Managing And Commenting On Tasks

An overview of tasks in your task list

Project_page_task_overviewThere are some things you should know about the tasks found in your project task list. (For one thing, for such a compact space, there's a lot of information represented in the task list.)

  1. Milestones - Each blue bar is a milestone. Use these to group tasks into logical units of work. Phases, sprints, that kind of thing. A milestone can have a budget.
  2. Add time - Using the " + " button, you can add arbitrary amounts of time to a task on arbitrary dates, if you should forget to start a timer, for example (happens to the best of us).
  3. Start a new timer - Click the "Start" button, and we'll open up a time log for you (and add a brilliant green progress bar to the bottom of the task) Click the "Stop" button again, and we'll stop the timer. (See #12, below)
  4. Milestone budget
  5. Expand and Hide tasks in a milestone - In case the view gets too cluttered
  6. Send to review, Mark approved (aka Done), and delete - You have access to some of the things you'll do most when working with tasks from this popup menu.
  7. Total time logged and task estimate - If you haven't logged time for a task, you'll just see one number (or n/a for an unestimated task.) By clicking that number, you can quickly reestimate or reprice a task. Once time's been logged, you'll see how much time has been spent vs. the estimated time.
  8. The Task Group
  9. Task assignment - If you're working with a team, you can assign a task by clicking on the photo currently assigned team member (or the default avatar for an unassigned task) and select a new owner for the task. Whoever you select will also get an email letting them know that there's a new task on their plate.
  10. Number of subtasks - The total number of subtasks this task has
  11. Number of comments - The total number of comments that have been added to this task.
  12. A running task - When you click "Start", you'll see your time being logged in the timer button. The total time logged (#7) and the progress bar (bright green, along the bottom of the task) will also count up as the timer is running. When you start a timer, other teammates can see that you're working on that task in their task list, too.
  13. Fixed price - This task has a fixed price, which is show here
  14. A blocked task - If you or your team can't proceed on a task for some reason, bring it to your client's attention by setting it to "Blocked". This will notify them and turn the task pink.

Viewing a task

By clicking on the name of a task (or by double clicking anywhere else on the task), you can open up a task window which allows you to see all the attributes and activities around that task.
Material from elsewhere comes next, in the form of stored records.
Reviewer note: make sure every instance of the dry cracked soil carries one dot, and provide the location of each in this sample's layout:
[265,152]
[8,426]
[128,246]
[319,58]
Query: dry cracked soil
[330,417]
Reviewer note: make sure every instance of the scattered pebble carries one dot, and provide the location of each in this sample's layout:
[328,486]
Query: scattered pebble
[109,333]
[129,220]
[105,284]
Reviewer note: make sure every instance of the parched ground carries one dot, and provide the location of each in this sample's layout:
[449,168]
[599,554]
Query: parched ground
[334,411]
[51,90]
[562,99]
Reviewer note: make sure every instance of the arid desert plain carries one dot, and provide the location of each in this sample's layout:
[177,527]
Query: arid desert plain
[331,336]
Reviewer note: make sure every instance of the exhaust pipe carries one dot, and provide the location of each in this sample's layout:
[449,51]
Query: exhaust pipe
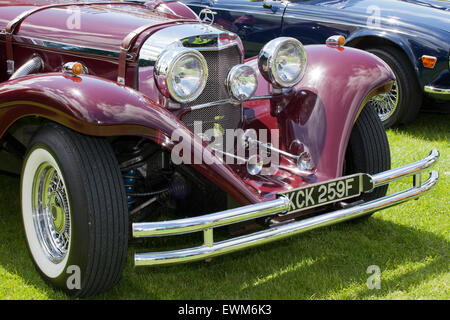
[34,65]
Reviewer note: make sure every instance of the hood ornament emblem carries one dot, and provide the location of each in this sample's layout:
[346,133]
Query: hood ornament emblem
[207,16]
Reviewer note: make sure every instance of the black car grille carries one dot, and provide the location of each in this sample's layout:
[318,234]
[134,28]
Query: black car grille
[220,117]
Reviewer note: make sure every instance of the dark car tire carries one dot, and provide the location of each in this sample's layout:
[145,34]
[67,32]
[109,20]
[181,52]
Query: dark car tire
[409,93]
[368,151]
[73,183]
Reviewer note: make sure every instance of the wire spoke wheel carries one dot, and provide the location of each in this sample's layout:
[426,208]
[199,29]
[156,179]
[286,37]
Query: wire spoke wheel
[51,213]
[386,104]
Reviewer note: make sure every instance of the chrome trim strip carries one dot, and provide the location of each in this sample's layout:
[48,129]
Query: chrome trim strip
[434,90]
[225,101]
[206,223]
[179,36]
[277,233]
[212,104]
[405,171]
[189,225]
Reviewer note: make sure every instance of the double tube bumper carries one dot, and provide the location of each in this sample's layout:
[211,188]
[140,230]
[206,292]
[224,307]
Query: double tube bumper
[207,223]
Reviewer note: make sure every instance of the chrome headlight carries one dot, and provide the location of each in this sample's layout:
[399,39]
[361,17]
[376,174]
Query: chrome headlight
[242,82]
[181,73]
[282,62]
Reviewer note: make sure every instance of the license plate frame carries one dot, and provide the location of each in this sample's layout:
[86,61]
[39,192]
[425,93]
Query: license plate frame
[317,195]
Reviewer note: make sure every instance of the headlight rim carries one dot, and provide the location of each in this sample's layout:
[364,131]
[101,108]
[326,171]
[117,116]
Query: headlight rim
[231,75]
[163,72]
[268,55]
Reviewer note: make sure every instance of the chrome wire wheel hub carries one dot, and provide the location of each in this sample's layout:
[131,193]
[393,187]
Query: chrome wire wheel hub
[51,213]
[385,104]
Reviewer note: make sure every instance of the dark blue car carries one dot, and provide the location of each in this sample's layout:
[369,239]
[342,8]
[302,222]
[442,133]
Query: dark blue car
[412,36]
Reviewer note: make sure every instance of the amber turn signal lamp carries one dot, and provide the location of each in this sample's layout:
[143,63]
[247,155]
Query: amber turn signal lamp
[429,61]
[77,69]
[338,41]
[74,68]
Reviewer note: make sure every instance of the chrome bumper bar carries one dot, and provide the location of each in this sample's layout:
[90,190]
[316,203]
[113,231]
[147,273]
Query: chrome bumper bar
[206,223]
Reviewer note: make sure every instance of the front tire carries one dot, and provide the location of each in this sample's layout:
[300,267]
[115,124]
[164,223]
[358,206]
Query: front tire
[368,151]
[74,211]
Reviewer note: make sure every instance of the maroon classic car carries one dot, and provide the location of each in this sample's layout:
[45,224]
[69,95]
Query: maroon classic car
[134,119]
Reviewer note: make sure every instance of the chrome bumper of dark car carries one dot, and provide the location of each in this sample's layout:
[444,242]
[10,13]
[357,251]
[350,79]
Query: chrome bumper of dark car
[207,223]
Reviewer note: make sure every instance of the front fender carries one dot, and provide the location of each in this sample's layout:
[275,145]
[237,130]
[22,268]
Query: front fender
[322,109]
[98,107]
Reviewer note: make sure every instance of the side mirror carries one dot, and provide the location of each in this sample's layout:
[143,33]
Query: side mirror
[273,5]
[267,4]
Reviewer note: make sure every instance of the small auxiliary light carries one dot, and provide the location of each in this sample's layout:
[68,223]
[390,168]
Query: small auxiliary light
[429,61]
[336,41]
[74,68]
The task window is broken up into six sections:

  1. The task header - This shows the task title or name, who created the task and when they created it. You can also see the task id # right by the task name.
  2. The task action buttons

    This is where you'd start and stop the timer, change the "state" of a task (In Review, Approved/Done, Blocked), or Delete the task.

    The timer shows the amount of time logged compared to the time estimated.
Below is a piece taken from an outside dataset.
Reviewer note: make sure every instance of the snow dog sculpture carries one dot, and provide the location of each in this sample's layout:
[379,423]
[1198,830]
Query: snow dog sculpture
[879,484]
    Clicking the "Send to review" button will change the task status and send it to the client for review.

    Clients can click the "Approved" button or you can click the "Mark as Done" button to finish a task.

    If you are at a point where, "I can't work on this until I get this answered," you can mark the task as blocked. This will visually highlight in red the task and let your client know that the task is currently blocked pending their feedback.

  3. Subtasks - Each task can have an unlimited number of subtasks, which can be checked off individually once completed. Subtasks can't be assigned or have time logged against them, so particularly meaty requirements should probably be their own task.
  4. Other task info - The task group, milestone, and assignment of the task are shown here, and can be changed here as well. You can also see and edit the estimated time for the task and the fixed price of the task in this section.
  5. The comment box

    Each Planscope task has its own comment stream, which makes it really easy to break out of the hell of searching through dozens of emails to find information about a given requirement. Whenever you comment on a task, Planscope will email all participants of your project. Best of all, if you want to reply to a new comment, you don't even need to pull up Planscope — just reply to the comment notification email.

    If you're working with a team, you'll sometimes want to comment on a task but not make it available to your clients (for instance, boring technical mumbo-jumbo or "What on earth is this guy thinking?!") check the "Don't show this message to clients" box to only display your comment to members of your team.

    You can drag and drop or upload attachments and screenshots to a comment and those will be shown in the activity stream as well. It's a good way to give everyone more context for your comment.

    Here's a nice thing: comments can be written in  standard Markup syntax if you want.

  6. The activity stream - The activity stream tracks any changes to the task (a new time estimate, new assignments, being sent to review, code commits), along with any added time logs or comments.